In EXPAND(TEST PARENTHESIS()):

  • Step 1, macro replacement is performed on the argument to EXPAND, TEST PARENTHESIS():
    • TEST is not followed by parentheses, so it is not interpreted as a macro invocation.
    • PARENTHESIS() is a macro invocation, so the three steps are performed: The arguments are empty, so there is no processing for them. Then PARENTHESIS() is replaced by (). Then () is rescanned and no macros are found.
    • Step 1 is done, and we have EXPAND(TEST ()). (TEST () is not rescanned because it was not the result of any macro replacement.)
  • Step 2, EXPAND(TEST ()) is replaced with TEST ().
  • Step 3, TEST () is rescanned while suppressing EXPAND:
    • Step 1, the arguments are empty, so there is no processing for them.
    • Step 2, TEST () is replaced by EXPAND(0).
    • Step 3, EXPAND(0) is rescanned, but EXPAND is suppressed.

In EXPAND(TEST ()):

  • Step 1, macro replacement is performed on the argument to EXPAND:
    • Step 1, the arguments to TEST are empty, so there is no processing.
    • Step 2, TEST () is replaced by EXPAND(0).
    • Step 3, this replacement is rescanned, and EXPAND(0) is replaced by 0.
  • Step 2, EXPAND(TEST ()) has become EXPAND(0), and EXPAND(0) is replaced by 0.
  • Step 3, 0 is rescanned for further macros, but there are none.

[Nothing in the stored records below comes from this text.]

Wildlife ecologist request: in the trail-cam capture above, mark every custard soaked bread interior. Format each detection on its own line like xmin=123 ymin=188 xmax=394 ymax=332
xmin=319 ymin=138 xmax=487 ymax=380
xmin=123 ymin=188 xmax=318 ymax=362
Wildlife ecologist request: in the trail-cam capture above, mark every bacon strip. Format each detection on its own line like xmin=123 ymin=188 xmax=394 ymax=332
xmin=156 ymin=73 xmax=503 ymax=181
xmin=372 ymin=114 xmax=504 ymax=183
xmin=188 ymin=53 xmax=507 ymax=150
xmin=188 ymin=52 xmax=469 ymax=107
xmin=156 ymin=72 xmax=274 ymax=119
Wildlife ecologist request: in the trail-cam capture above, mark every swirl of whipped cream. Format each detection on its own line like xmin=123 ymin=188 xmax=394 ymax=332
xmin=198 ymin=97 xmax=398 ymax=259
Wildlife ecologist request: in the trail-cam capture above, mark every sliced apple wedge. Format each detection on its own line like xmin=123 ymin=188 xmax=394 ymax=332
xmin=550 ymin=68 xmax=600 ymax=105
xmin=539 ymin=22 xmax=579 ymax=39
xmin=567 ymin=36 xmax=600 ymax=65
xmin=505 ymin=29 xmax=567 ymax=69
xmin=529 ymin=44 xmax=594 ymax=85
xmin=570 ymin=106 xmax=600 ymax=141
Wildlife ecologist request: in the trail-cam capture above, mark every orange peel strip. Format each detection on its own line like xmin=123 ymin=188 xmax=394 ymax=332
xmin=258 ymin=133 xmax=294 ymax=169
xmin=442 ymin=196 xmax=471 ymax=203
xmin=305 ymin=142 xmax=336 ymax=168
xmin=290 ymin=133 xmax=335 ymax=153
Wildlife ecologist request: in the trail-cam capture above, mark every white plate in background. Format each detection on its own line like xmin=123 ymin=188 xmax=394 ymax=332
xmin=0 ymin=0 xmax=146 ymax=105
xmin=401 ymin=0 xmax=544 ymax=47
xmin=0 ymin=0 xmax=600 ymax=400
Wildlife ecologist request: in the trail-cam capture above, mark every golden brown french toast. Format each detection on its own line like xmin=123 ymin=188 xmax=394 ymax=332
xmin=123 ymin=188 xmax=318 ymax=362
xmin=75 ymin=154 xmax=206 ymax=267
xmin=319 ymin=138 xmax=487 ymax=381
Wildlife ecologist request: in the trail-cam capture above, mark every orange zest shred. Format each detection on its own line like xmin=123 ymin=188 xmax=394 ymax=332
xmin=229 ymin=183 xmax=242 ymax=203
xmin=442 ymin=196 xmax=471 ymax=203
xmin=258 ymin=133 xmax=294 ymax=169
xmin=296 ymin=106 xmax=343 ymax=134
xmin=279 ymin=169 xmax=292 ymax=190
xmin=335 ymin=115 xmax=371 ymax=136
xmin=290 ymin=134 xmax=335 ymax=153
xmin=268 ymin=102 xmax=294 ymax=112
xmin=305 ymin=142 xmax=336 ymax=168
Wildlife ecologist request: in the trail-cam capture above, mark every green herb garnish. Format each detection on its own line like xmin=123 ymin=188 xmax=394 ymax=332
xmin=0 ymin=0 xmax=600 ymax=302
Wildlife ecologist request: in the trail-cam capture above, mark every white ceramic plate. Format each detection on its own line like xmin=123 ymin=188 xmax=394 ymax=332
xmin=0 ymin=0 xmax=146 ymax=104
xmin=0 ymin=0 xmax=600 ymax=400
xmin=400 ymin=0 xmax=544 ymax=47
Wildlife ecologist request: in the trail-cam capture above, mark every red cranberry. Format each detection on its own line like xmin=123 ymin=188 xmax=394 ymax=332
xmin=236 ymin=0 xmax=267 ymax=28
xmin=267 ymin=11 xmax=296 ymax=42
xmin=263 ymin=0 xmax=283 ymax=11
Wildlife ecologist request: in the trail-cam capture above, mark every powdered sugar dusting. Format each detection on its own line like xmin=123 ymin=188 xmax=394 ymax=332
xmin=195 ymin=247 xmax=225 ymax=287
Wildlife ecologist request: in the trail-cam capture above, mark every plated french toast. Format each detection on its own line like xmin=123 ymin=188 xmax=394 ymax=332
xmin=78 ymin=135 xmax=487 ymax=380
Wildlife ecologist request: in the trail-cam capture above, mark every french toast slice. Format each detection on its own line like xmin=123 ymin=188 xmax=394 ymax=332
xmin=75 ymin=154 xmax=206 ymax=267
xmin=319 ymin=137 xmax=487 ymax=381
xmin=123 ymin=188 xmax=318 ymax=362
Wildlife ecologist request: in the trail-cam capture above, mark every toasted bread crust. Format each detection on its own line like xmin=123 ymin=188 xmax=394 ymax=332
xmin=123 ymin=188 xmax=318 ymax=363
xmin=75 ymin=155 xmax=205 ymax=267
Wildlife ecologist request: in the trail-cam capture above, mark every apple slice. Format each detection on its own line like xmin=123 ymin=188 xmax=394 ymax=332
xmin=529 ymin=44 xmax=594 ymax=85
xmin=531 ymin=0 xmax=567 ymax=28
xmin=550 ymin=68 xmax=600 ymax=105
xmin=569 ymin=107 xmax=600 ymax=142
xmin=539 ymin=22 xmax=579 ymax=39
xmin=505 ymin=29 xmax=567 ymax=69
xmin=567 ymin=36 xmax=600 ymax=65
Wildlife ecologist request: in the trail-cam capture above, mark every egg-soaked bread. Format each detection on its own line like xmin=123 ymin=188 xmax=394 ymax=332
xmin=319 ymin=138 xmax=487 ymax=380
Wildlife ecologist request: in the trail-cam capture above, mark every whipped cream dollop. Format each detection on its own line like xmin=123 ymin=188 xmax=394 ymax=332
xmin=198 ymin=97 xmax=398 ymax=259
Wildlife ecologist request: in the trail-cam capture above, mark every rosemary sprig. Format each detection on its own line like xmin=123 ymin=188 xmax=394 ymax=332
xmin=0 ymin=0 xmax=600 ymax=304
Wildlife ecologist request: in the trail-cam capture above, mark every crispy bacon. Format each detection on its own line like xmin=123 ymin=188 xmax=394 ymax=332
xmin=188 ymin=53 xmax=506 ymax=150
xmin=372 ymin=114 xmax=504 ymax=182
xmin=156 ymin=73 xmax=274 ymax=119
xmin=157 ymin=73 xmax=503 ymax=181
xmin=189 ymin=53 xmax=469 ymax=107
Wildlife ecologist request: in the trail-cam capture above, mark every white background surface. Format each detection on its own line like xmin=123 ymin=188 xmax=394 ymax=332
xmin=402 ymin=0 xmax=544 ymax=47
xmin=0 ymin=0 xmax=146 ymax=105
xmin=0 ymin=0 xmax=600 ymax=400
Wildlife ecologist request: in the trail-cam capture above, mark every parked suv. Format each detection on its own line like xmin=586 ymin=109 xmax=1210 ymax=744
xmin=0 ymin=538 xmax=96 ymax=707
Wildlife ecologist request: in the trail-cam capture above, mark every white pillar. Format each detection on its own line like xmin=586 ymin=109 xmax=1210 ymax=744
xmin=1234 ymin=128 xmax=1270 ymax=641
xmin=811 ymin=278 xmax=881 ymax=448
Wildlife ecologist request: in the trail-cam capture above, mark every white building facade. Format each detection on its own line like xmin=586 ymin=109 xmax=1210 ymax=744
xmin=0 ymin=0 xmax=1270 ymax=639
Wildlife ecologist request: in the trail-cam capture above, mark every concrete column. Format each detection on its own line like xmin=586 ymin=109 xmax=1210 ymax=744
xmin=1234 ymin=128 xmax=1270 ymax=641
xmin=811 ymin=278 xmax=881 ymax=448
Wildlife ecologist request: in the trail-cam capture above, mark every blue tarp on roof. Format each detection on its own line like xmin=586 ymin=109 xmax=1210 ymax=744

The other examples in the question follow similarly. It comes down to:

  • In TEST PARENTHESIS(), the lack of parentheses after TEST results in it not being expanded while processing arguments to an enclosing macro invocation.
  • Parentheses are put after it when PARENTHESIS is expanded, but this is after TEST was scanned, and it is not rescanned during processing of the argument.
  • After the enclosing macro is replaced, TEST is rescanned and is replaced then, but, at this time, the enclosing macro’s name is suppressed.